2. State — Kanban-driven. Every task has an explicit status. Transitions are gated. Nothing implicitly moves.
3. Loop — One-shot iteration per worktree. Commit. Merge. Repeat. If you can't trace the execution, the execution is wrong.
Read the docs if you want the details:
docs/AGENT-LOOP.MD— the iteration patterndocs/KANBAN.MD— state machine, gated transitionsdocs/CLI.MD— task lifecycle interface
Don't clone and run head. Follow the evolution from the beginning:
git clone https://github.com/augmentedmike/am-agi.git
git submodule update --init --recursive
git checkout 0.0.1-initial-structure
source ./init.shAt first, nothing happens. Then the loop forms. Then the system starts acting on its own structure.
That's the point. Watch it emerge.
am/
├── bin/ # CLI scripts — add to PATH
├── docs/ # System definition
└── workspaces/ # Isolated execution (gitignored)
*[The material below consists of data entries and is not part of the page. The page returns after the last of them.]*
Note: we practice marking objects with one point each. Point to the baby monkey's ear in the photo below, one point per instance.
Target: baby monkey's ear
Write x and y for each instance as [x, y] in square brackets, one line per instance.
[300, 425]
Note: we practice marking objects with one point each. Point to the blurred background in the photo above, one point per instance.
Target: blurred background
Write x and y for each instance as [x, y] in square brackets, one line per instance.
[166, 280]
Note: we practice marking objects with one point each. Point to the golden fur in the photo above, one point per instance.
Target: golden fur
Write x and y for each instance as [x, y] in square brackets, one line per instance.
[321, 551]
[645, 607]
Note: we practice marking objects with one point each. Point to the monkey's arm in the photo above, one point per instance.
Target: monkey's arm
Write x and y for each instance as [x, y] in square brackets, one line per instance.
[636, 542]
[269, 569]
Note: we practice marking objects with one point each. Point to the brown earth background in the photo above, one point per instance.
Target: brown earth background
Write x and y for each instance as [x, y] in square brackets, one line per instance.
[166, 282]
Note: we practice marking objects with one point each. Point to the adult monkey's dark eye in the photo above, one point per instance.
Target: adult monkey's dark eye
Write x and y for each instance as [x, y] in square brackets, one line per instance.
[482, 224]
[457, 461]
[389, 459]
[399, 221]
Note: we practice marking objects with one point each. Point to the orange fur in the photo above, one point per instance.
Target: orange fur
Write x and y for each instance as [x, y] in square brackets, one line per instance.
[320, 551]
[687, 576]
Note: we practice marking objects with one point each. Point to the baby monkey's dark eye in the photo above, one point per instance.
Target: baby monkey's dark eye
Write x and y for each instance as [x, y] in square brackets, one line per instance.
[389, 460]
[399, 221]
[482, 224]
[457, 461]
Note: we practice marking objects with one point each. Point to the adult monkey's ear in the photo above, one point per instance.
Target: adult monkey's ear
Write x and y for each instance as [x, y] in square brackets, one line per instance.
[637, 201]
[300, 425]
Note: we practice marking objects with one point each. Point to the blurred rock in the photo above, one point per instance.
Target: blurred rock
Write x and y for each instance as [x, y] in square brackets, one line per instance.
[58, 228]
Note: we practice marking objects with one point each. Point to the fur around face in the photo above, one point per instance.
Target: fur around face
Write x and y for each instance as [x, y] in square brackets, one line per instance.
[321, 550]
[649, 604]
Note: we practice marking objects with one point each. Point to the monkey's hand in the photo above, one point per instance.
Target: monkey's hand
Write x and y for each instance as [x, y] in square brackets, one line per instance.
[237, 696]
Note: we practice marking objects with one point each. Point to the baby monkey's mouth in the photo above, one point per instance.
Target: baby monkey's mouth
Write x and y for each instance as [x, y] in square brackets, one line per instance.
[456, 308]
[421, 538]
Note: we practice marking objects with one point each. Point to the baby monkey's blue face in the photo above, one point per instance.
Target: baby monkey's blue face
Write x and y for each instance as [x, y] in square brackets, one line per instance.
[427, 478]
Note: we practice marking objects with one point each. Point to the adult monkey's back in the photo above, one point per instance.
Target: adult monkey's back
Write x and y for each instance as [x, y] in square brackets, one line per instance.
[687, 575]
Not a framework. Not a SaaS. Not a wrapper.
If you want something that works out of the box with zero understanding required, use something else. There are a hundred options.
This is for people who want to know what's running.
- Not a framework.
- Not a SaaS.
- Not a wrapper. This is a real system, exposed.
Built on ideas and inspiration from:
- Ken Thompson
- John McCarthy
- Jim Weirich
- Richard Sutton
- Yann LeCun
- Andrej Karpathy
- George Hotz
If you don’t know who they are, you are looking at some of the most important engineering thinking in modern computing.